The Bayern Quarter is an unassuming neighbourhood, most known for JFK’s iconic 1963 speech where he proudly declared he was a jam donut. Stepping out of the subway station onto a busy street in Schöneberg, you will see a smallish but rather lovely park area with benches and trees across the road.

Jewish Switzerland

Before Hitler was appointed in 1933, this area was often referred to in Berlin slang as ‘Jewish Switzerland’ because so many wealthy intellectual Jewish families lived in the area. Doctors, lawyers, politicians, even Albert Einstein lived here during his time as a professor at Humboldt University. Like many of the fully integrated German Jews, these people usually considered themselves as German first, Jewish second and often occupied prominent positions amongst the intellectual elite of Berlin. But even this relative status could not protect them after the National Socialist movement took power.

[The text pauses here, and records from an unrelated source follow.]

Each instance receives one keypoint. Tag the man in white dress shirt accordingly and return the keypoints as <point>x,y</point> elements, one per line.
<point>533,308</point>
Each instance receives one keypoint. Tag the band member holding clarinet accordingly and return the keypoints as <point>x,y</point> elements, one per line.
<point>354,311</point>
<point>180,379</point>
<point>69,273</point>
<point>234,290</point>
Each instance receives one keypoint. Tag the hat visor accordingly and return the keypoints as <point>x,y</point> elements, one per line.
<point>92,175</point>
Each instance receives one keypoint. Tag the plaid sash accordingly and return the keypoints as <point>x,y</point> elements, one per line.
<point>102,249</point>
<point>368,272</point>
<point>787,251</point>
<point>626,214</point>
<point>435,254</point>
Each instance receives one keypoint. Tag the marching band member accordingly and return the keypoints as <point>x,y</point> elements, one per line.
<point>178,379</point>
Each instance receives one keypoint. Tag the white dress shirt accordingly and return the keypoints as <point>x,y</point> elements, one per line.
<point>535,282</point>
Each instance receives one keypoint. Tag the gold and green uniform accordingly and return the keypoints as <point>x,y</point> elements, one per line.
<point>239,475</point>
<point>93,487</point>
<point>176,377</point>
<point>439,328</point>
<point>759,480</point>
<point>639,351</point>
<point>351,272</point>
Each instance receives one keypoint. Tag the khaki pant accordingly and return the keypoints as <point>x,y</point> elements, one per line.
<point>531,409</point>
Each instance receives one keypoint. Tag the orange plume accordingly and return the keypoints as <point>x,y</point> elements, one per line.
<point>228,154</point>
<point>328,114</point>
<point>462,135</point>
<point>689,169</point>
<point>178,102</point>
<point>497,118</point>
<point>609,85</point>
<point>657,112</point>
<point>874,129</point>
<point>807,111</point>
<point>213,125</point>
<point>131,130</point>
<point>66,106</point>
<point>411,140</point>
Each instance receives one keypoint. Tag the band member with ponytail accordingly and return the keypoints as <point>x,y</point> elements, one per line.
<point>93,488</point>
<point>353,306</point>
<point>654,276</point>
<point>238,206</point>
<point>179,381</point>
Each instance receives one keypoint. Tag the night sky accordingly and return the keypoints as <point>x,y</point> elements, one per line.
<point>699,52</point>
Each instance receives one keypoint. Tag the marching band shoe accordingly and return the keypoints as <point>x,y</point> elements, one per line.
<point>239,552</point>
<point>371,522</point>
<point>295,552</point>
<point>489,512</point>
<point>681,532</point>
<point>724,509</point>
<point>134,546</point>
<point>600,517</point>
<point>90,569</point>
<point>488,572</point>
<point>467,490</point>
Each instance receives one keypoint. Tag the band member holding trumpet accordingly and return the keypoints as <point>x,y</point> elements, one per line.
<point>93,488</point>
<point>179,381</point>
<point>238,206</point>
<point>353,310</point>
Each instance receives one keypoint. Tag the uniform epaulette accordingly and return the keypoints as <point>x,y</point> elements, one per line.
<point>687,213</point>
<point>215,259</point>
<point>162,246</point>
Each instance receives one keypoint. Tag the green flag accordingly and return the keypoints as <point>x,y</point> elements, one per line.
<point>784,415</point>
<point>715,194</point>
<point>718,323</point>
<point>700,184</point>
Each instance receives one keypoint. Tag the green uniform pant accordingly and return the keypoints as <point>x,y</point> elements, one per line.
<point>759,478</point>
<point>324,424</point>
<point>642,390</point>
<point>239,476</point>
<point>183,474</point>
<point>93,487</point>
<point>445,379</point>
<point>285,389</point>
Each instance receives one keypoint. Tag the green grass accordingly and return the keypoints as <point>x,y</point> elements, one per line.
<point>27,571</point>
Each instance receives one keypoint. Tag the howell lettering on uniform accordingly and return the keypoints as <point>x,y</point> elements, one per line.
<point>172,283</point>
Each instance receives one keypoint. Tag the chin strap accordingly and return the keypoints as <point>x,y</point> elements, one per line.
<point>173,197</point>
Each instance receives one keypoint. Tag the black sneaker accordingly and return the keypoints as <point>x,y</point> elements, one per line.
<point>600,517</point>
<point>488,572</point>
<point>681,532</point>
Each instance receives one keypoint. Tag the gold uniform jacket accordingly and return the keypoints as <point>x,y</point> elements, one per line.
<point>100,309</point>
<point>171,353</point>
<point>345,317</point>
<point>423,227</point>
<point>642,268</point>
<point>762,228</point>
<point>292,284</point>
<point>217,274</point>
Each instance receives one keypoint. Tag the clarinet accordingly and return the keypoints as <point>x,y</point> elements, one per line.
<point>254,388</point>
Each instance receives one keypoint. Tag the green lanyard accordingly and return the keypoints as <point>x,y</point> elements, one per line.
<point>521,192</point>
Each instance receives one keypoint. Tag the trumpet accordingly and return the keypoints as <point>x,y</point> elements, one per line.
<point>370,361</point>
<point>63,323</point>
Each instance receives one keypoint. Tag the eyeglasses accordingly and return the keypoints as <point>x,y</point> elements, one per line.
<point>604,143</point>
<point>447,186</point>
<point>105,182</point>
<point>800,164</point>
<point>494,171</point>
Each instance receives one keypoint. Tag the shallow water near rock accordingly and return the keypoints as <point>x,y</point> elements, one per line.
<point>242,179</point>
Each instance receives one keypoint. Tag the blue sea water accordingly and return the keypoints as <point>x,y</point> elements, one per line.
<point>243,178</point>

Dispossession and deportation

More than 6000 people were deported from this quarter. Houses forcibly taken from their owners, with many more forced to sell for a pittance. Forced to live in cramped communal houses and forbidden to work in their professions, the laws against Jewish participation in daily life grew more and more restrictive until they were simply deported to camps, right beneath the noses of supposed ‘aryan’ citizens. Of course, this is not unique to Schöneberg and the Bayern Quarter. Jews lived fully integrated throughout Berlin and this pattern was repeated over and over. However, what makes this area unique today is the style of remembrance and memorial chosen to grace the streets here. Now, Berlin is full of memorials. Sometimes it feels as though there are memorials on every street corner and to a certain extent Berliners have to battle a degree of ‘memorial fatigue’. However the memorial here on these streets around Bayersisches Platz never ceases to schock and silence me and the many guests I bring here to witness.

A decentralised remembrance

Installed in 1993 by the artist Renata Stih and historian Frieder Schnock it consists of 80 individual plaques suspended from the street lamps. Each plaque has a picture on one side, and a statement or quote on the other. The pictures themselves are rather innocuous. A loaf of bread. A pair of swimming trunks. A newspaper. But on the other side are words which track a chilling progression of laws stripping the Jewish people of their basic human rights, including forbidding them to flee the very persecution which threatened to destroy them. Laws, decrees and commonly accepted rules are listed here. Jews are only allowed to sit on benches marked with yellow. Jews may not enter pubic swimming pools. Jews may no longer own a radio. Jews must surrender all valuables such as Jewellery. Jewish actors may not perform. Jewish and Aryan children may not play together. On and on it goes. Tracking the seemingly endless parade of humiliations and restrictions which the Jews had to face. On and on. It gets worse and worse. It is relentless. And yet how much more relentless was it for the Jews who lived here at the time.  The experience of walking the streets here and reading the signs is a little like chinese water torture. Each sign in itself is only a droplet, yet taken one after another after another after another the effect is overwhelming, hammering home the extreme abuse of the Jews which led literally to their deaths.  As a non-Jew the sense of shame I feel when I read these signs is huge.  How could this have happened?  How could people like me have let this happen?  On their doorstep?

Confrontation rather than forgetting

This memorial – on almost every street corner in this area – is yet another way the Germans are confronted by their past at every turn and is yet another example of how Germany as a nation has lead the way in the culture of Holocaust remembrance.  And yet.
And yet.  Last month a public swimming pool in Germany (though not in Berlin admittedly) stated that muslim men would no longer be admitted (or at least men of muslim appearance).  Perhaps we all need to look again and again at these signs in the Bayerisches Viertal.